Define a new netlink event 'error-event' and a new multicast group
'error-notify' in drm_ras. Each event contains device name, node and
error information to identify the error triggering the event.
Add drm_ras_nl_error_event() to trigger an event from the driver.

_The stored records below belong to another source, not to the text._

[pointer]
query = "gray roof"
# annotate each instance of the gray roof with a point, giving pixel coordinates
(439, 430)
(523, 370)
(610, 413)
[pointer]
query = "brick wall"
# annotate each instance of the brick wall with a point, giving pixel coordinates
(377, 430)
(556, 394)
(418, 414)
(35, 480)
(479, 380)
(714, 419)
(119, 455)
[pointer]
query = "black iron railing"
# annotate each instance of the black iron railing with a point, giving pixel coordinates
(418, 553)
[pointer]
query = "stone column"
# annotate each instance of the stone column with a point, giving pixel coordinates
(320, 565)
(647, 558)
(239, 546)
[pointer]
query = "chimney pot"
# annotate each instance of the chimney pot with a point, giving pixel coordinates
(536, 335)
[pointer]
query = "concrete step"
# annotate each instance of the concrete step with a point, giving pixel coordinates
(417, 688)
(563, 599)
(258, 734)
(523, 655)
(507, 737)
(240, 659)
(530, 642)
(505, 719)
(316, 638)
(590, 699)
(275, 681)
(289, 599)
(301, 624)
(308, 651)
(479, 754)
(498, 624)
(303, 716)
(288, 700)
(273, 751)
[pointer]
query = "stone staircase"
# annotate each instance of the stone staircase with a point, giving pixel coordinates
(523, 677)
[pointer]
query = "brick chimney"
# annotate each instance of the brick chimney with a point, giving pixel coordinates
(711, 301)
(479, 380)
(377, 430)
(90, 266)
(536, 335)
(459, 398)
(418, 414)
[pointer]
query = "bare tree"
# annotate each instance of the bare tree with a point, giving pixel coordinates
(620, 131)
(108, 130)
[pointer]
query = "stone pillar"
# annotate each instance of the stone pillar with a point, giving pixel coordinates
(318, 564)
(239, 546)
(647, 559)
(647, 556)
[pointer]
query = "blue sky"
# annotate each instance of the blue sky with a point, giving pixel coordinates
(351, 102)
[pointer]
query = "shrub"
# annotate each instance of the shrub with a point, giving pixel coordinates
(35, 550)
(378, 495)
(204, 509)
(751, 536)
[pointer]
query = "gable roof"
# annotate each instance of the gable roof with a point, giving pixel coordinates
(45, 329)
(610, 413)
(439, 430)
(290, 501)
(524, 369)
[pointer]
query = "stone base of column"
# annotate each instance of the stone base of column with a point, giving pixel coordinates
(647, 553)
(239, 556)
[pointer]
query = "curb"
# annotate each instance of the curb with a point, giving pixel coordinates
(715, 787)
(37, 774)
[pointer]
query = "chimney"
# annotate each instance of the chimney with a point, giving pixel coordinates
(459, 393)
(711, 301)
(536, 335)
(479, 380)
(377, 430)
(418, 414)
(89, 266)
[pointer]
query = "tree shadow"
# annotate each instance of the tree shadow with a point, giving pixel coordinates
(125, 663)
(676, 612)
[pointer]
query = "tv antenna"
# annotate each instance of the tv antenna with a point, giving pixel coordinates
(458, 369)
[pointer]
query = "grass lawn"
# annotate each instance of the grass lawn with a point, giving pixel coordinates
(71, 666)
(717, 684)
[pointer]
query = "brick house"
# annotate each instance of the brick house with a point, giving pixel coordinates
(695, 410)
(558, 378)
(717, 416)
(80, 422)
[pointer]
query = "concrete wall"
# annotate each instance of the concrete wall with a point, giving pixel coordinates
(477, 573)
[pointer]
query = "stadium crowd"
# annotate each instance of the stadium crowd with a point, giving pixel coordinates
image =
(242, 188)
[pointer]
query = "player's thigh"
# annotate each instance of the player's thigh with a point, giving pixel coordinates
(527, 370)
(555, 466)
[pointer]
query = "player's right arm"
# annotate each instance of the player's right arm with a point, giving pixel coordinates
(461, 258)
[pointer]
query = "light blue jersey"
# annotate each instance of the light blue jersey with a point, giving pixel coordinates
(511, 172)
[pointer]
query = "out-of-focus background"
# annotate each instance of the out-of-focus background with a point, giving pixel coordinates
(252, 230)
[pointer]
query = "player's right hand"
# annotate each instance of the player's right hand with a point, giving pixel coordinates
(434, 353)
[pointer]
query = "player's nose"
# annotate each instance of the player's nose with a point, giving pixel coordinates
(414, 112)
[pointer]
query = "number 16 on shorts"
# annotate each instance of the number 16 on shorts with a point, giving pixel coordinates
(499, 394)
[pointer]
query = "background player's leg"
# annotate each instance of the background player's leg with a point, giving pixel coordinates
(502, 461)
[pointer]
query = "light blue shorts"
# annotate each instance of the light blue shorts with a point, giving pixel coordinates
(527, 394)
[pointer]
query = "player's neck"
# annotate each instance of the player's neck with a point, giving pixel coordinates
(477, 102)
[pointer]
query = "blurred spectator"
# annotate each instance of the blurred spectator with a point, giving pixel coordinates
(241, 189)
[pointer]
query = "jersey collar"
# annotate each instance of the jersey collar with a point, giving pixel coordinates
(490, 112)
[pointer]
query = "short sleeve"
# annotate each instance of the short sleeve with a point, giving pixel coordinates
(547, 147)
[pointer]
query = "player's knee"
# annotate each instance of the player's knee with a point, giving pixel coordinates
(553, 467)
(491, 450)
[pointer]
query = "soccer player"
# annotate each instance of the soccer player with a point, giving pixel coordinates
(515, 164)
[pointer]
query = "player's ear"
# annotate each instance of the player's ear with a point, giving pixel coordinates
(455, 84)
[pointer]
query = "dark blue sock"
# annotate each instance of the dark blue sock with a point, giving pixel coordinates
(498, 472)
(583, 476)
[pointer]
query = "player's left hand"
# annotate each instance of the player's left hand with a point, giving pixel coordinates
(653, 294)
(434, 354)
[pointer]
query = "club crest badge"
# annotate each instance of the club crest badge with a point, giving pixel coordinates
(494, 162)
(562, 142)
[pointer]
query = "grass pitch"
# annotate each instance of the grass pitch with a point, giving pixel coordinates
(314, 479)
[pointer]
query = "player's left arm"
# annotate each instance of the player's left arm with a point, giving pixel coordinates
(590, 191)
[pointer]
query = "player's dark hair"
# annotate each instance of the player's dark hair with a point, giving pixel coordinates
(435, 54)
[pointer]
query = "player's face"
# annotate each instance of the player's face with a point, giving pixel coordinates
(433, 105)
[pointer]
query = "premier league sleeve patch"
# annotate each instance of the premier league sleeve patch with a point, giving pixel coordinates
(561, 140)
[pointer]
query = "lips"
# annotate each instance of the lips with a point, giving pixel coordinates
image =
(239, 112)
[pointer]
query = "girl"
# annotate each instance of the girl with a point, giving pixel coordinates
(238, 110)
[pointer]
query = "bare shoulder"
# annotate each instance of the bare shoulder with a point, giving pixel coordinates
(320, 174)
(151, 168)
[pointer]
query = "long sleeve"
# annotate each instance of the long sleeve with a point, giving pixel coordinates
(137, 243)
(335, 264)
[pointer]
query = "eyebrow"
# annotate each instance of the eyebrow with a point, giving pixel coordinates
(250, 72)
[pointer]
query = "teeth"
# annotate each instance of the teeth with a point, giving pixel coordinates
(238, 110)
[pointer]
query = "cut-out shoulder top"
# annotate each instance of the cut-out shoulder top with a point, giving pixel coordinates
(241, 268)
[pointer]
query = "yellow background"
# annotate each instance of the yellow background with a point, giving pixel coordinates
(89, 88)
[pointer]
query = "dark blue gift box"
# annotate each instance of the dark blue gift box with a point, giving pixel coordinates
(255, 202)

Wire this support to xe drm_ras to notify userspace whenever a GT or
SoC error occurs in PVC.
$ sudo ./tools/net/ynl/pyynl/cli.py --family drm_ras --output-json \
--subscribe error-notify
{
"name": "error-event",
"msg": {
"device-name": "0000:03:00.0",
"node-id": 1,
"node-name": "uncorrectable-errors",
"error-id": 1,
"error-name": "core-compute",
"error-value": 1
}
}
Riana Tauro (2):
drm/drm_ras: Add drm_ras netlink error event
drm/xe/xe_drm_ras: Add error-event support in XE drm_ras
Documentation/gpu/drm-ras.rst | 21 ++++++
Documentation/netlink/specs/drm_ras.yaml | 50 ++++++++++++++
drivers/gpu/drm/drm_ras.c | 86 ++++++++++++++++++++++++
drivers/gpu/drm/drm_ras_nl.c | 6 ++
drivers/gpu/drm/drm_ras_nl.h | 4 ++
drivers/gpu/drm/xe/xe_drm_ras.c | 29 ++++++++
drivers/gpu/drm/xe/xe_drm_ras.h | 6 ++
drivers/gpu/drm/xe/xe_hw_error.c | 7 +-
include/drm/drm_ras.h | 5 ++
include/uapi/drm/drm_ras.h | 15 +++++
10 files changed, 228 insertions(+), 1 deletion(-)
--
2.47.1